Though Stonewall returns to normal after a few days, he returns home.  He tells his parents he made a mistake to take the dress.  He is not one of those “homos,” just confused.  He begs for a second chance.  His dad is silent, arms crossed.  His mom smiles and says she knows of a girl, Cynthia.  She makes a few phone calls and they meet, fall in love, have beautiful children together.

Eric said, “I was at Stonewall Inn in the 1960s.  I was a part of history.”  He tells the entire story, concluding by saying,  “I didn’t want to die without you knowing that. I’m sorry.  I should have told you a lifetime ago.    I should have come out to you.  You had a right to know, to have regular intimacy that I couldn’t provide.”

Cynthia said, “I just want to know one thing. “Are you going to leave me now, after all these years.  Is that why you told me?”

“No, absolutely not.  I just needed someone to know it after I was gone. That I tried, though I failed, to make a dent in this world.

“More than a dent, you make an indelible mark on our friends and our family.  On me.  Good for you for finally opening up.  You’ll rest better now, love.”

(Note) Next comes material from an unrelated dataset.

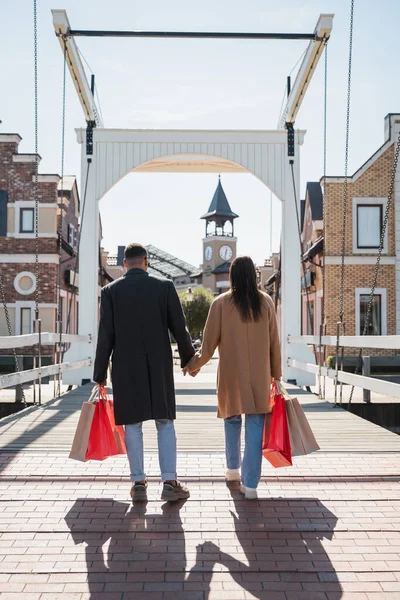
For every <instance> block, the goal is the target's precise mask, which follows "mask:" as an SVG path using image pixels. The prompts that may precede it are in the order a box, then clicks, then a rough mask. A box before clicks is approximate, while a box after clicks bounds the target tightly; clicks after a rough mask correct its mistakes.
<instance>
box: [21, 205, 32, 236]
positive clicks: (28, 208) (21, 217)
mask: <svg viewBox="0 0 400 600" xmlns="http://www.w3.org/2000/svg"><path fill="white" fill-rule="evenodd" d="M34 215H35V209H34V208H21V209H20V213H19V232H20V233H34V231H35V225H34V221H35V219H34Z"/></svg>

Eric returns to Stonewall once more, to say goodbye to the fiercest friends and defenders he’ll ever know.  There are no words in the English language to describe the bond that he had with those kin.  Through hugs and kisses and tears, he wishes them well on their struggles.  He desperately wants to be a part of them, but his friend, now decked out in sunglasses and a cocktail dress says, “We will fight for you now.  One day, you will come back to us.  And if you don’t, you will remember us.”

Eric cancels his subscription to the newspaper.  During Sunday breakfast and many other times, too, he sits down with Cynthia and tells her all the stories of his gay friends from long ago, and so they live again.